In memory of Vinod

 

 

Vinod Raina1950 – 2013

 

Vinod Raina, a physicist by profession, resigned from Delhi University to devote full time to grassroots work. He was one of the pioneers of the People’s Science Movement in India that attempts to empower people to plan and implement their own developmental ideas and needs, so as to reverse the trickle-down paradigm of development. He was founding member of Eklavya, an NGO which has been advocating alternative education for more than two decades, whose curriculum was adopted in the state school educational system. Vinod had helped set up the All-India People’s Science Network (AIPSN) and the Bharat Gyan Vigyan Samiti (BGVS).

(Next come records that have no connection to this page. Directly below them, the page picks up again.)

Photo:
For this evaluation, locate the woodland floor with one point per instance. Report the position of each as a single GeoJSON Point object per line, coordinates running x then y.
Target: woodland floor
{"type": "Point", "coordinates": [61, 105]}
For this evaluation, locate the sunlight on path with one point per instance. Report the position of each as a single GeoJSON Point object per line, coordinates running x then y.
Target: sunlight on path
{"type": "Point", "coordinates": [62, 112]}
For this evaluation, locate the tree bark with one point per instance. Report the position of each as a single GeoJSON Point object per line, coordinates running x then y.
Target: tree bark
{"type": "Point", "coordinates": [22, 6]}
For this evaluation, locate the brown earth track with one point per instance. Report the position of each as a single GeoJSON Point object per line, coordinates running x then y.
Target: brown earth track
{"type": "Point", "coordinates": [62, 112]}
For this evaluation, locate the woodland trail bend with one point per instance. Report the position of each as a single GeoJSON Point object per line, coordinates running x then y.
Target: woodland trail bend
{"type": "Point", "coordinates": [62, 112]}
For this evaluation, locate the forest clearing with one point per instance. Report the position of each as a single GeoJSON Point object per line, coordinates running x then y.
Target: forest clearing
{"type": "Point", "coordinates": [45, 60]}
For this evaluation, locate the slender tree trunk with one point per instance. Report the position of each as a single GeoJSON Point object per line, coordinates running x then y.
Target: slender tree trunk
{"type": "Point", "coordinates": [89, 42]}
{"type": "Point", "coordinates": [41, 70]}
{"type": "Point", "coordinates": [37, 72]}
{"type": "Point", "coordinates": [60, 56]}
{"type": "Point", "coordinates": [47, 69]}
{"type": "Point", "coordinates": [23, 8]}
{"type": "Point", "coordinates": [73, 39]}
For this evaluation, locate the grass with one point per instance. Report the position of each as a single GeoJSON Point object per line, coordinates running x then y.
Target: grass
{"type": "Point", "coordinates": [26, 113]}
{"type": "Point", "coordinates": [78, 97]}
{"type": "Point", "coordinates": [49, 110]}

He was a member of the apex educational body of the Government of India, the Central Advisory Board for Education (CABE).

Vinod Raina was a Homi Bhabha Fellow, a Fellow of the Nehru Memorial Museum and Library, New Delhi, and an Honorary Fellow of the Indian Science Writers Association. A member of ARENA (Asian Regional Exchange for New Alternatives) Executive Board 1994-2000, he was the Chair of the ARENA Council of Fellows for the term 2003-2006. His involvement with ARENA began after the Bhopal Gas Disaster and the anti-Narmada dams campaign. He helped conceptualize the Victims of Development project and co-edited the subsequent volume The Dispossessed. He was also a member of the International Coordination Committee of Jubilee South; a member of the India Organising Committee, and the International Council of the World Social Forum which he had written regularly about.

He served as one of the speakers in the 8th Crossroads in Hong Kong in October 2010, and the First and Second South South Forums on Sustainability in December 2011 and 2012, co-organized by the Department of Cultural Studies, Lingnan University. He taught CUS512E Selected Topics in Cultural Representation and Interpretation : Technology, Sustainability and Education (2006-2007 and 2010-11) in the Master of Cultural Studies Programme, Department of Cultural Studies, Lingnan University.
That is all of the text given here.